Figure 13. Prediction results of optimization model with different activation functions for Shenzhen city, the yellow curve indicates the trend of the actual air quality data in the Shenzhen dataset, and the green curve indicates the trend of the data prediction using different activation function optimization HQCNN-LSTM models; when the trend of the predicted data in the yellow line is closer to the trend of the actual data in the green line, it means that the model is more accurate and the prediction results are better. In short, the closer the predicted data is to the actual data, the higher the accuracy of the model.

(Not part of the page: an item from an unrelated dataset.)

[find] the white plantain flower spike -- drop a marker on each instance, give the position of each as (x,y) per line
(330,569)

Figure 14. Prediction results of optimization model with different activation functions for Chengdu city, the yellow curve indicates the trend of the actual air quality data in the dataset of Chengdu city, and the green curve indicates the trend of the data prediction using different activation functions of the optimized hybrid quantum neural network model; when the trend of the predicted data in the yellow line is closer to the trend of the actual data in the green line, it means that the model is more accurate and the prediction is more excellent. In short, the closer the predicted data are to the actual data, the higher the accuracy of the model.
Figure 15. Prediction results of different activation function optimization models in Hangzhou, where: the yellow curve indicates the trend of the actual air quality data in the Hangzhou dataset, and the green curve indicates the trend of the data prediction using different activation functions to optimize the hybrid quantum neural network model; when the trend of the predicted data in the yellow line is closer to the trend of the actual data in the green line, it means that the model is more accurate and the prediction is better. In short, the closer the predicted data are to the actual data, the higher the accuracy of the model.

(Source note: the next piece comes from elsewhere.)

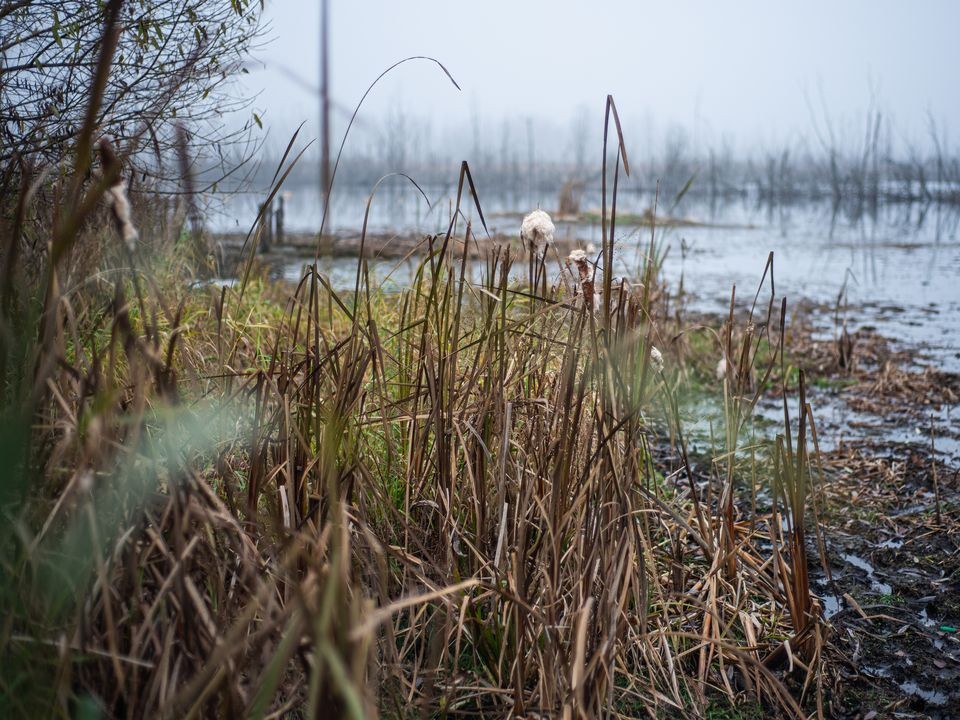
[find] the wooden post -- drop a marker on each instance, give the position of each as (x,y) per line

From the data in Tables 5–8, it is obvious that the QRELU activation function shows the best performance in all the indexes, in Table 5, the RMSE, MAPE, and MAE reach 11.4827,0.2011%,8.8771 respectively; in Table 6, the RMSE, MAPE, and MAE reach 55.5842, 0.4601%, and 40.9113; in Table 7, RMSE, MAPE, and MAE reach 29.7534, 0.2592%, and 21.9500, respectively; and in Table 8, RMSE, MAPE, and MAE reach 21.7895, 0.2581%, and 13.8983, respectively; in comparison, the model optimized by QRELU activation function performs optimally in these indicators. Among the various activation functions, the QRELU-HQCNN-LSTM model has the highest prediction accuracy, and most of its predicted values match with the actual values, and the QRELU activation function obviously has a more obvious impact on the improvement of model performance. This indicates that the QRELU activation function solves the “dying problem” in the traditional activation function to a certain extent, and improves the fitting ability of the HQCNN-LSTM model to the real value of the air quality, which further improves the accuracy and stability of the model.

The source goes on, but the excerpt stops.